11. Evaluating Performance as a Clinician

Summary & Exercise Instructions

Evaluating Performance as a Clinician

Below, Mazen will present a clinician’s perspective on assessing the performance of assistive systems in general, not only segmentation models. It is important to understand this perspective for a data scientist so that you can speak with clinicians in common terms.

ND320 C3 L3 09 Performance Evaluation

Summary

Note how I am talking about performance in a different sense. As a clinician, I need to make decisions about the presence of conditions or selecting the course of treatment. For that, clinicians operate in terms of Likelihood Ratios.

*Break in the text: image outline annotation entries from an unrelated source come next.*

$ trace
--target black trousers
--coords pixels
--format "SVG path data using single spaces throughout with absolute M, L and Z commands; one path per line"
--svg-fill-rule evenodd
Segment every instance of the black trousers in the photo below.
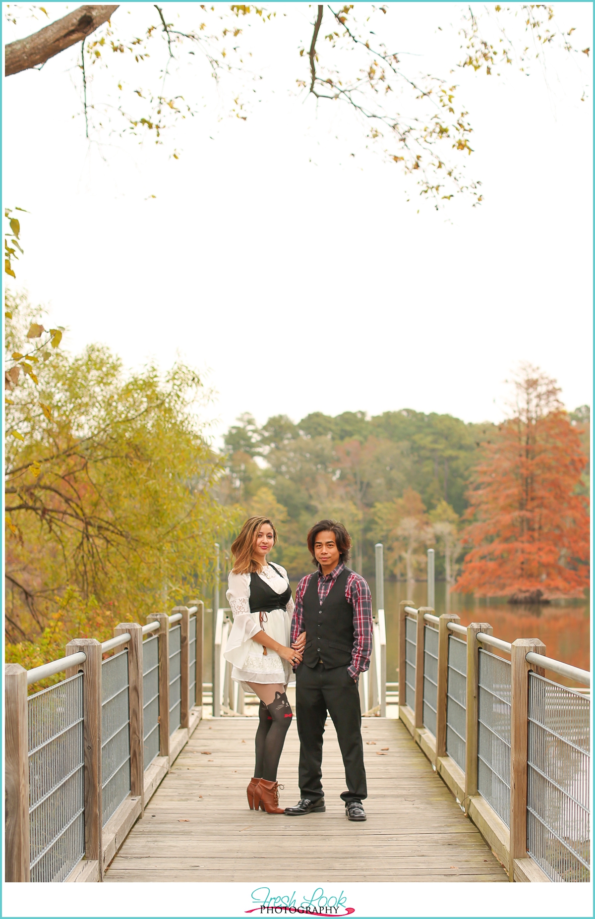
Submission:
M 368 796 L 363 766 L 361 709 L 357 684 L 345 667 L 326 670 L 324 664 L 300 664 L 295 675 L 295 717 L 300 736 L 300 793 L 303 798 L 322 798 L 322 743 L 326 712 L 333 720 L 343 757 L 347 791 L 344 801 L 363 800 Z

The likelihood ratio for a diagnostic test result can be calculated if the predictive characteristics (sensitivity and specificity) of that test are known. Likelihood ratios are known for common diagnostic tests performed by humans (e.g., correctly identifying viral pneumonia from chest CT scans). This means that for example, your ML segmentation algorithm may be measuring the volume of a specific anomaly in the lung very accurately, but this measurement, while important to quantify the degree of lung involvement by some disease state, may be not specific at all for predicting whether that state is due to a viral pneumonia (e.g., presence of such anomalies could mean viral pneumonia, bacterial pneumonia or non-infectious causes like hemorrhage or edema). Thus, your algorithm with high Dice scores may end up being not very useful to solve a clinical task if the goal is a specific diagnosis.

Quiz - Evaluating Clinical Performance

In which of the following clinical scenarios would accurately measuring the volume of a disease state (and therefore having a high Dice score), be most relevant.

SOLUTION: Quantifying tumor burden over time in a patient with known cancer.